LLMs demonstrably lack ontological understanding and *obviously* (since they're one shot trained) cannot learn from interactions.

Muting, since I expect future interactions with you to be 100% unpleasant.

@dngrs You misunderstood.

My point is that - lacking an understanding of what consciousness is or the mechanisms by which it arises - it is not logically or scientifically defensible to rule anything in or out.

You are welcome to believe whatever you like - faith is faith. But making absolutist claims about consciousness is equivalent to arguing the existence of the Flying Spaghetti Monster.

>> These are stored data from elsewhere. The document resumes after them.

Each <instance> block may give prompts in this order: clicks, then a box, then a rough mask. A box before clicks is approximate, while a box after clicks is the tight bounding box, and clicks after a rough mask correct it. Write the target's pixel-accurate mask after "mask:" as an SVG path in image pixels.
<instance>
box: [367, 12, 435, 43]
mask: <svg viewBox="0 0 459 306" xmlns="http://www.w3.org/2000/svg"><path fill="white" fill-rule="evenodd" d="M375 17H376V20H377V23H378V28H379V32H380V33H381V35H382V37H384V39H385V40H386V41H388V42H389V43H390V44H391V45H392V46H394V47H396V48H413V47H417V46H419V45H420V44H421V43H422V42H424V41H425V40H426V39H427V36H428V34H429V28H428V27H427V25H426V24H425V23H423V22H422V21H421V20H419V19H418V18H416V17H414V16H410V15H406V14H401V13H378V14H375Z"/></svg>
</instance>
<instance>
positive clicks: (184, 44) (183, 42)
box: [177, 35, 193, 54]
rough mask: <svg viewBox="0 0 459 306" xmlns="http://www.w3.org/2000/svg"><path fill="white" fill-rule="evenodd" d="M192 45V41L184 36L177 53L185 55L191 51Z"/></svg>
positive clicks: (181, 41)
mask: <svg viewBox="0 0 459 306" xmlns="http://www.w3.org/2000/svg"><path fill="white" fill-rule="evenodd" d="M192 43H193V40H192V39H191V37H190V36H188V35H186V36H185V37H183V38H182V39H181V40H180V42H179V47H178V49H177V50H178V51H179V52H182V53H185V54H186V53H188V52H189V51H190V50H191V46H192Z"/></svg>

@dogzilla @atax1a What you've just said is one of the most insanely idiotic things I have ever heard. At no point in your rambling, incoherent response were you even close to anything that could be considered a rational thought. Everyone in this room is now dumber for having listened to it. I award you no points, and may God have mercy on your soul.
@ariadne I feel our specie's future is grim when I think some humans deliberately programmed blobs that fake consciousness to other humans.
@ariadne hmm, I've been thinking about this thread for a while now. From a purely mechanistic and materialistic interpretation of consciousness, how is it not the same thing? Sure, we don't predict the next tokens (probably), but we're still running an algorithm on a neutral network with some inputs from the neutral and the endocrine systems, no?